We generated nevomelanocytic spheroids in vitro from lesions of the spinal cord, brain, and skin from 4 NCM patients. Nevomelanocytic cells were grown as monolayers or spheroids and their growth characteristics were evaluated. Cultured cell identity was confirmed by demonstration of the same NRAS mutation found in the original lesions and by immunophenotyping. Nevomelanocytic spheroids were treated with inhibitors of specific mediators of the NRAS signaling pathway (vemurafenib, MEK162, GDC0941, and GSK2126458). Drug sensitivity and cell viability were assessed.
Cultured cells were growth-factor dependent, grew as spheroids on Geltrex matrix, and maintained their clonogenicity in vitro over passages. Skin-derived cells formed more colonies than CNS-derived cells. Inhibitors of specific mediators of the NRAS signaling pathway reduced viability of NRAS mutated cells. The highest effect was obtained with GSK2126458, showing a viability reduction below 50%.

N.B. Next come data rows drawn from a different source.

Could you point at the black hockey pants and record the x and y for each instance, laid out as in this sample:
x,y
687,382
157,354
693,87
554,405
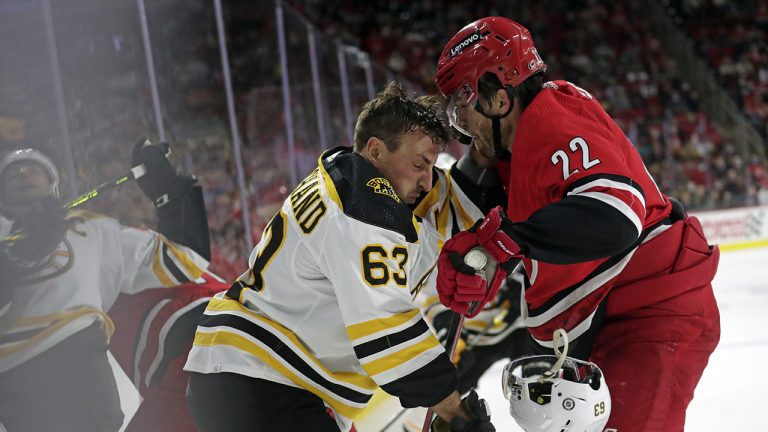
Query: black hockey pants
x,y
226,402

NRAS mutated cells derived from clinical NCM samples are capable of continuous growth as spheroid colonies in vitro and retain their genetic identity. Drugs targeting the NRAS signaling pathway reduce in vitro viability of NCM cells. NCM lesional spheroids represent a new and reliable experimental model of NCM for use in drug testing and mechanistic studies.
神经皮肤黑素细胞增多症(NCM)的特征是中枢神经系统和皮肤中出现克隆性痣黑素细胞增殖。鉴于有效治疗靶点稀缺,测试新药需要一种可靠且可重复的该疾病体外细胞模型。
我们从4例NCM患者的脊髓、脑和皮肤病变中体外培养出痣黑素细胞球体。将痣黑素细胞培养成单层或球体,并评估其生长特性。通过证明在原始病变中发现的相同NRAS突变以及免疫表型分析来确认培养细胞的身份。用NRAS信号通路的特定介质抑制剂(维莫非尼、MEK162、GDC0941和GSK2126458)处理痣黑素细胞球体。评估药物敏感性和细胞活力。
培养的细胞依赖生长因子,在Geltrex基质上形成球体生长,并在传代过程中在体外保持其克隆性。皮肤来源的细胞比中枢神经系统来源的细胞形成更多的集落。NRAS信号通路特定介质的抑制剂降低了NRAS突变细胞的活力。GSK2126458的效果最为显著,细胞活力降低至50%以下。
源自临床NCM样本的NRAS突变细胞能够在体外作为球体集落持续生长,并保留其基因特征。靶向NRAS信号通路的药物降低了NCM细胞的体外活力。NCM病变球体代表了一种用于药物测试和机制研究的新型可靠的NCM实验模型。